Thursday, February 26, 2009

The Taliban Take Over Swat Valley in Pakistan: Why Nobody Seems to Care?



Over the last few months, Taliban forces have taken over the Swat Valley in Pakistan, located approximately 1o0 miles to the northwest of Islamabad, the Pakistani capital (click here to read more about the Swat Valley: http://en.wikipedia.org/wiki/Swat_valley). The Taliban have imposed Sharia law, have closed down all schools for girls, and have bombed and torched those schools that have refused to close down. Thousands of refugees have already fled the Taliban rule and have relocated either to Islamabad or to other parts of Pakistan. In an effort to halt violence, the Pakistani government signed a truce with the Taliban forces on Feb. 16, 2009. Under the terms of this peace agreement, the Pakistani government officially recognized the imposition of Sharia law in the Swat Valley and agreed to suspend any military efforts against the Taliban. The Taliban have won! They managed to take over a strategically significant portion of the Pakistani territory with relatively little resistance from the Pakistani government and from the rest of the world. The media coverage of the Swat Valley events has been scarce (click here for media articles on the Swat Valley: http://www.foxnews.com/story/0,2933,494446,00.html), and only "elite" programs like NPR broadcasts and PBS shows seem to carry any policy and politics discussions on this issue. Moreover, the United Nations has been passive and none of its organs have rushed to condemn the Taliban, or the Pakistani government's passivity. NATO countries have expressed concern (and nothing more), and so has the United States, although only through "anonymous" government officials citing the delicate relations with Pakistan as reason for the absence of any official American condemnation of the Taliban actions.
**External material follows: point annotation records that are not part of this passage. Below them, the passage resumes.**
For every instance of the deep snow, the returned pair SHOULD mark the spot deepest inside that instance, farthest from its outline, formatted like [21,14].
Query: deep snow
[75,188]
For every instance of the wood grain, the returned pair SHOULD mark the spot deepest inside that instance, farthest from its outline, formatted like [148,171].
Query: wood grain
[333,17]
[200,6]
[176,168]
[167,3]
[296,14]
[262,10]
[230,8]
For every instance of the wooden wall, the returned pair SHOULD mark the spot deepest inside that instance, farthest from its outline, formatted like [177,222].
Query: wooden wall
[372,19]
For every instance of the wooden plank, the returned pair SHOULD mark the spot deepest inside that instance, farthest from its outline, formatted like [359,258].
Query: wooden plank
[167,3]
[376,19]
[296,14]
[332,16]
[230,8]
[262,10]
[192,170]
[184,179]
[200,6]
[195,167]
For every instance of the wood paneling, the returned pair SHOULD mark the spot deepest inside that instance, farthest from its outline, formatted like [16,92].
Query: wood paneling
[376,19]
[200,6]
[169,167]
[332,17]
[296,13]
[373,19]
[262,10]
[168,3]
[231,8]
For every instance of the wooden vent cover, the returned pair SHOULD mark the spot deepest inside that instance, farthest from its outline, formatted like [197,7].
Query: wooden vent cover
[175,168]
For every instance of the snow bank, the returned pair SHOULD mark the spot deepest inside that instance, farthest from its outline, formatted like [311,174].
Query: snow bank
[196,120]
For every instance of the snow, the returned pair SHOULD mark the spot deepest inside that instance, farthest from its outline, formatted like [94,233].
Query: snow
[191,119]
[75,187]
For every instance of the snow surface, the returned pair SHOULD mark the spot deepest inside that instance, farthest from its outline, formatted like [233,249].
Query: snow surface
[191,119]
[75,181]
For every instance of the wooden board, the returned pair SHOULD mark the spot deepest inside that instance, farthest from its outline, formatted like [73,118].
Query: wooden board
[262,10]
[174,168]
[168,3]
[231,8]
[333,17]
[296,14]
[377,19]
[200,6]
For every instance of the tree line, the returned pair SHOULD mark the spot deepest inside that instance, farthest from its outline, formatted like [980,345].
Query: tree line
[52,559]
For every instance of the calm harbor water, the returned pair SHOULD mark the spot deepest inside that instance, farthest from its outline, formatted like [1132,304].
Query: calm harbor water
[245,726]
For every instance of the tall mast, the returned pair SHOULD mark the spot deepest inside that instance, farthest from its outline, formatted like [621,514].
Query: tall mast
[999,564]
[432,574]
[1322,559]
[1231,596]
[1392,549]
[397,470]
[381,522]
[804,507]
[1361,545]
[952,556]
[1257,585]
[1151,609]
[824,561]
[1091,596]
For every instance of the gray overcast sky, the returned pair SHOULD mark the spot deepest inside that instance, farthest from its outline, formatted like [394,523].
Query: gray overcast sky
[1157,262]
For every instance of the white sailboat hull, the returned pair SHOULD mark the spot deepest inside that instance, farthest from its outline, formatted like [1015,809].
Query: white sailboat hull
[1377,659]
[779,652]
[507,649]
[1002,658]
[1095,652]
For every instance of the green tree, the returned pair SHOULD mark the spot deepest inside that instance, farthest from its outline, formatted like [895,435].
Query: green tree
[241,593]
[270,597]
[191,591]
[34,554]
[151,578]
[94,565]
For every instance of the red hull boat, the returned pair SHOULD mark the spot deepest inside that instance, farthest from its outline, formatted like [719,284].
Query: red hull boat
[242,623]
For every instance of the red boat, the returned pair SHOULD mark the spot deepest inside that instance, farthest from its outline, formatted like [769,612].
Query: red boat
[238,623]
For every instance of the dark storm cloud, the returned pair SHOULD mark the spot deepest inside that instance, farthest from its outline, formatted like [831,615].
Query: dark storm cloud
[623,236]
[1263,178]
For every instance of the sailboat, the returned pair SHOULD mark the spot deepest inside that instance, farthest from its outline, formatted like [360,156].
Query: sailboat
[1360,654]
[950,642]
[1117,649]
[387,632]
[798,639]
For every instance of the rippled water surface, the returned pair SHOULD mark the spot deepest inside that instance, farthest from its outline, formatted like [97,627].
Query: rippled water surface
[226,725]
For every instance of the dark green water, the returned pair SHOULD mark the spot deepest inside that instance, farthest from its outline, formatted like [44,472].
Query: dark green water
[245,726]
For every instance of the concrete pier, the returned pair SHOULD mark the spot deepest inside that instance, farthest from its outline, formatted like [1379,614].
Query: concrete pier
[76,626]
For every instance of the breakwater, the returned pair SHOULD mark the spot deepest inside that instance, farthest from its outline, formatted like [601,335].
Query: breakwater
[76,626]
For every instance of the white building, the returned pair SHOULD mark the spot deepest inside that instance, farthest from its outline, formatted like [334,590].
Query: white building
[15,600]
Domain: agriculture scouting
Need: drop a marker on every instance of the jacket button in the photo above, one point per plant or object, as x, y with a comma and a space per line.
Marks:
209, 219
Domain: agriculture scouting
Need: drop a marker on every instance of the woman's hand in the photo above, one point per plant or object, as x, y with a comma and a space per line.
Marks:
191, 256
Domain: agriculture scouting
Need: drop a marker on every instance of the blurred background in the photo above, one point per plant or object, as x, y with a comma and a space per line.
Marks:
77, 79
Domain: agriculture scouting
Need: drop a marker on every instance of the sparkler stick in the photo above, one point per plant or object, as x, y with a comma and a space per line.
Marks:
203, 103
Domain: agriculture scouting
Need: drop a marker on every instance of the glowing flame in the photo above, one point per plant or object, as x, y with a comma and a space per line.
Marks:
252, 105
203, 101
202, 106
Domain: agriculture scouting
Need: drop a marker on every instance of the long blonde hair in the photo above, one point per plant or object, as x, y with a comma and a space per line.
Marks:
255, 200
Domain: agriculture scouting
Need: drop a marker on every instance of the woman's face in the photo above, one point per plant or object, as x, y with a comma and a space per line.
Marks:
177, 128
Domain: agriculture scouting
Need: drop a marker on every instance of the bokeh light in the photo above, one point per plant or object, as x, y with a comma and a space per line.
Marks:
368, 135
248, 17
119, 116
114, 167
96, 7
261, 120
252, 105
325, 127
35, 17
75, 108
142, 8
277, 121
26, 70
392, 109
Why is it that nobody seems to care about the Swat Valley? Is it simply a forgotten part of the Earth where warlords have always ruled and tribal modes of life prevail, no matter who the current leaders are and how brutal and unacceptable their reign is? Or, is it just that Pakistan as a nuclear weapon state poses too much of a threat for the rest of the world, and that the Pakistani interior policy choices seem to receive a blanket approval, no matter what? I believe the latter to be true - our "no matter what" attitude with respect to the Pakistani government's laissez faire policy toward the Taliban is based on the fact that Pakistan poses a nuclear threat. But I also believe that our attitude is wrong for many reasons.
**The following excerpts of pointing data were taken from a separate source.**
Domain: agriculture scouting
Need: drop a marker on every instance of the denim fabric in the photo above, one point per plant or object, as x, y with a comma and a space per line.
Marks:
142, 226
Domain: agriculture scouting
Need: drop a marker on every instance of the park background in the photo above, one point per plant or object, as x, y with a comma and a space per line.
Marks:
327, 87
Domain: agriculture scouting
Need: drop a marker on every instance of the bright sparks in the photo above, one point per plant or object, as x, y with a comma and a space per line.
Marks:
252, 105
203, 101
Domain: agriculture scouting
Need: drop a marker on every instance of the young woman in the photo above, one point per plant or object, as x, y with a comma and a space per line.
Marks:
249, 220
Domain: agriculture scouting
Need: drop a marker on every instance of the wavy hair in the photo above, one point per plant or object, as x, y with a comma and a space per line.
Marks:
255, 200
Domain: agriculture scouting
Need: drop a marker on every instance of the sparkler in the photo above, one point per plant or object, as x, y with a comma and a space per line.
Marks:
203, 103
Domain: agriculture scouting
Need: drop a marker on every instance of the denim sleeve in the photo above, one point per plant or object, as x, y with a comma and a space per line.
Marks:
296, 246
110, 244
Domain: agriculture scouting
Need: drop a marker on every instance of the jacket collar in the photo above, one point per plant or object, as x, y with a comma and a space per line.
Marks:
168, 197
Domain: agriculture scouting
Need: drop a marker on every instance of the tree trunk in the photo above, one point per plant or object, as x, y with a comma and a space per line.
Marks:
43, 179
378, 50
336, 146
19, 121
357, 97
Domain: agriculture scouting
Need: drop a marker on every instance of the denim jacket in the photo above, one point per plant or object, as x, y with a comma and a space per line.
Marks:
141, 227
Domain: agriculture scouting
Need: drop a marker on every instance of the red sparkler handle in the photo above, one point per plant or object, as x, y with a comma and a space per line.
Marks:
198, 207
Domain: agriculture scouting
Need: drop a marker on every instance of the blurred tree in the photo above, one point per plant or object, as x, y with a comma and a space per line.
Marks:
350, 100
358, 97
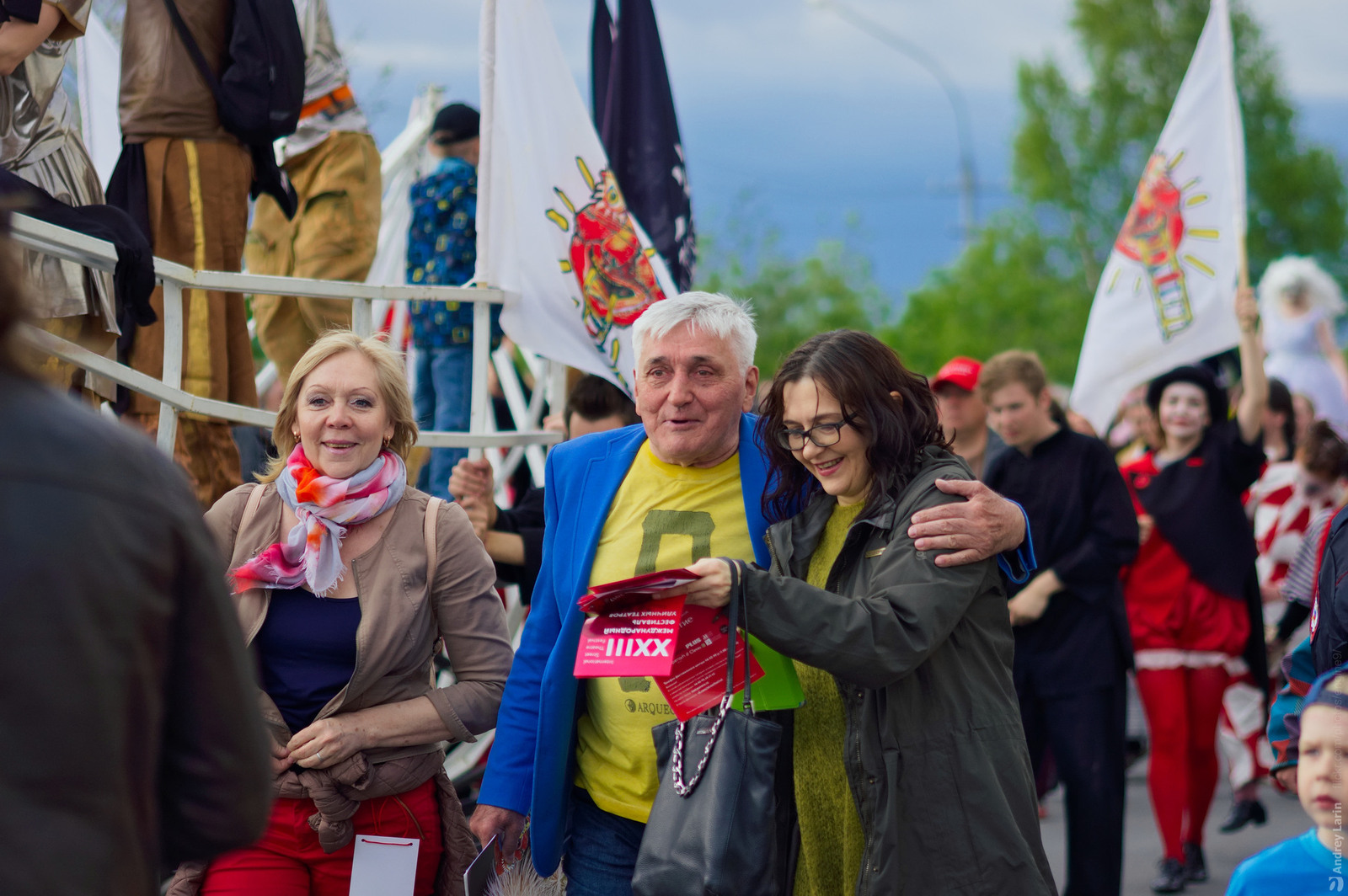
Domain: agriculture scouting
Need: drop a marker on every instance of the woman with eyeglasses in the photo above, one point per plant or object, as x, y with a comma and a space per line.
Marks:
909, 761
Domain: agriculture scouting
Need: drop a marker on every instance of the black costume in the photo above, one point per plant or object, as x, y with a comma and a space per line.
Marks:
1071, 664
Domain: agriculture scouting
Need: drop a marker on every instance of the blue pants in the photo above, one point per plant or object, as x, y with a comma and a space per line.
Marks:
600, 853
442, 402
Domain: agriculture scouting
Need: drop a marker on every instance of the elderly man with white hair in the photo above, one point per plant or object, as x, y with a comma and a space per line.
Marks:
684, 484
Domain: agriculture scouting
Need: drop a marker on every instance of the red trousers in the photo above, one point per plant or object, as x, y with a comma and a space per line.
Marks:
1183, 707
289, 861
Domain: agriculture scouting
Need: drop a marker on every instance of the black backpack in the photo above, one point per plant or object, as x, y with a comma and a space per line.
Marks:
260, 89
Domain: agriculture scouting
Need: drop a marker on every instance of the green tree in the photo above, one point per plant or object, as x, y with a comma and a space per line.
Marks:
1011, 287
1076, 163
793, 298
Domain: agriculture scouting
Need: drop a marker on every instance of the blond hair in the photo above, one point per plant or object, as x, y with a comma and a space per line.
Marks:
1011, 367
393, 390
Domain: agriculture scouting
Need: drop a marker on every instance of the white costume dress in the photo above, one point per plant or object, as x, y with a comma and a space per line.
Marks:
1296, 359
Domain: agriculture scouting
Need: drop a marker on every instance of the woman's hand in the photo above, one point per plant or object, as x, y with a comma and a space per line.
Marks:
711, 589
327, 743
281, 759
983, 525
1247, 309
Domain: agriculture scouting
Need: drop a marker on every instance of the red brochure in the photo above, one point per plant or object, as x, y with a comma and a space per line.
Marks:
634, 642
602, 599
698, 678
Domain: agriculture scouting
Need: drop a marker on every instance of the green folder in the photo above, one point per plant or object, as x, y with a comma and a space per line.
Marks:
779, 686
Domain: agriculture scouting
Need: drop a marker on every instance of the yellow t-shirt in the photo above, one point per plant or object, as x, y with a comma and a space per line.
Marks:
664, 516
For one, while Pakistan poses a nuclear threat in general, the Taliban expansion into yet another geographic area poses a more ominous problem. The Taliban are ruthless: they kill and behead their enemies, they harass women, and they care little about what the rest of the world thinks of them. In fact, they seem to act despite the rest of the world - to annoy, to harass, and to intimidate. Moreover, the global passivity toward the Taliban, and the Pakistani government, signals a dangerous precedent of laissez faire world politics, where separatist, fringe groups can assert themselves in all sorts of ways (including military action) without any repercussions. This kind of global passivity can only lead to the proliferation of chaos in remote areas such as eastern Afghanistan and northwestern Pakistan, and can potentially spread to other countries, like Iran, Iraq, Syria, and Lebanon, only to name a few. Finally, from the perspective of human rights, letting the Taliban get away with the insurgency and violence in the Swat Valley signals that the world cares little about the respect of the human integrity, despite all the rhetoric and all the so-called protections embedded in international legal documents.
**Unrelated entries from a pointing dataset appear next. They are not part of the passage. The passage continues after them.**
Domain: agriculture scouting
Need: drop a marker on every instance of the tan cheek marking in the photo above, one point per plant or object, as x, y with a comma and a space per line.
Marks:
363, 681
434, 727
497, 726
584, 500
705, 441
What should be the correct response toward the Taliban? Military action, either in the form of a humanitarian intervention sponsored by an alliance of willing countries, or in the form of a United Nations Security Council Chapter VII use of force against Pakistan. There is precedent for both in the recent decades (Kosovo, Iraq, Afghanistan, etc.) and the world should not be shy about relying on it to oust the Taliban and restore a democratic rule of law throughout Pakistan.